And this year, Trump-country Democrats are hoping to pull off that sort of partisan switch-up by winning personality contests against Republicans who have struggled with likability, or by winning policy contests with the argument that government need not be so small as to be painful.
Republicans do not deny the risks.
“Without question, this is a real race,” Austin Barbour, a Republican strategist and nephew of the former Mississippi governor Haley Barbour, said of his home-state contest.
Mr. Barbour still believes that the Republican candidate, Lt. Gov. Tate Reeves, holds the upper hand. A former state treasurer, Mr. Reeves, 45, is skilled at wielding wonkish minutiae in defense of the pro-business, low-tax legacy of uninterrupted Republican leadership that began with the election of Haley Barbour in 2003. He notably opposes the expansion of Medicaid under the Affordable Care Act. Mr. Hood champions the expansion.
Mr.

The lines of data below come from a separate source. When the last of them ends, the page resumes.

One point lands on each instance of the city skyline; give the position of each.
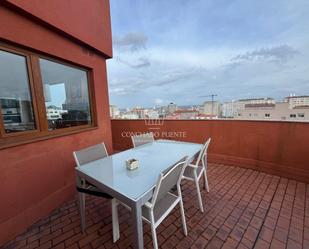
(167, 52)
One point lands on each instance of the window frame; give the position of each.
(41, 131)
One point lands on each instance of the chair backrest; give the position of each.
(90, 154)
(169, 179)
(142, 139)
(203, 152)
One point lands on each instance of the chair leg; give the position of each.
(82, 210)
(153, 232)
(115, 220)
(199, 194)
(183, 218)
(206, 186)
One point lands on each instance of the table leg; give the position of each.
(137, 226)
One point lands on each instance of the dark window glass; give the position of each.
(15, 97)
(66, 95)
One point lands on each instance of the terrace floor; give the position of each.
(244, 209)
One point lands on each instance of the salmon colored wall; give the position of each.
(87, 21)
(280, 148)
(37, 177)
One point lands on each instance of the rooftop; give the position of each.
(244, 209)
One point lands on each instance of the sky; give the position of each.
(182, 51)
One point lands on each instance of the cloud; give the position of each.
(280, 54)
(158, 101)
(133, 41)
(138, 63)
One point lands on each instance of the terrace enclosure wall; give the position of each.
(275, 147)
(38, 175)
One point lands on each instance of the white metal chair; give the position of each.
(162, 201)
(83, 187)
(195, 171)
(142, 139)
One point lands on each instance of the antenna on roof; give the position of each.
(212, 101)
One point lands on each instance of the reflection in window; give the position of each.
(66, 95)
(15, 97)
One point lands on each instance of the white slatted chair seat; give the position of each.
(195, 171)
(162, 202)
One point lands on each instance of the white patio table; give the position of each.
(134, 188)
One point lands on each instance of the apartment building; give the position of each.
(278, 111)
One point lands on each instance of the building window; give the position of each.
(15, 94)
(65, 93)
(61, 103)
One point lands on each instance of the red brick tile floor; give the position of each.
(244, 209)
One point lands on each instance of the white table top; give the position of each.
(153, 158)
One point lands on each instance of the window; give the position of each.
(41, 98)
(15, 96)
(66, 94)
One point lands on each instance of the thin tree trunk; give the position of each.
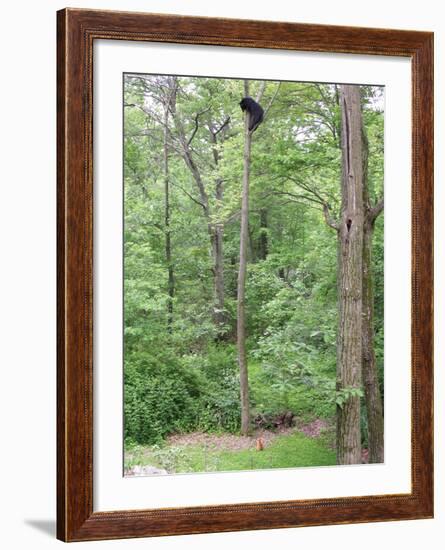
(263, 245)
(217, 238)
(373, 399)
(168, 250)
(350, 251)
(241, 311)
(218, 278)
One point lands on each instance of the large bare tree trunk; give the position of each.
(373, 398)
(169, 105)
(241, 310)
(350, 250)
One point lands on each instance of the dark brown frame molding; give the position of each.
(76, 32)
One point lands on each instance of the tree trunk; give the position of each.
(373, 399)
(219, 317)
(263, 245)
(241, 311)
(350, 251)
(168, 251)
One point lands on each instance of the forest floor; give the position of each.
(305, 444)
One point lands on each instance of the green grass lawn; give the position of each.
(287, 451)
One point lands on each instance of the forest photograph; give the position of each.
(253, 268)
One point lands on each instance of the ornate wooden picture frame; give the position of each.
(77, 31)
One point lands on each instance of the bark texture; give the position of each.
(350, 250)
(373, 398)
(168, 106)
(241, 308)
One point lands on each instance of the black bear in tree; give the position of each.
(255, 111)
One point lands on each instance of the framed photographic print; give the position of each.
(245, 225)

Reeves was endorsed by the current governor, Phil Bryant, but other Republicans have bristled at what they describe as his high-handed leadership style. In last month’s primary runoff, 46 percent of the voters backed Mr. Reeves’s opponent, Bill Waller, who declined to endorse Mr. Reeves in the aftermath.
In Louisiana, Mr. Edwards, an even-keeled and notably non-spicy flavor of Louisiana politician, has benefited from a little proximity to gridiron glamour, appearing in a video with the New Orleans Saints star Drew Brees, and at a fund-raiser with the beloved Louisiana State University football coach Ed Orgeron. After a number of higher-profile Republicans chose not to challenge him, Mr. Edwards now finds himself facing two Republican contenders, Representative Ralph Abraham and Eddie Rispone, a businessman who is casting himself as a Trumpian outsider.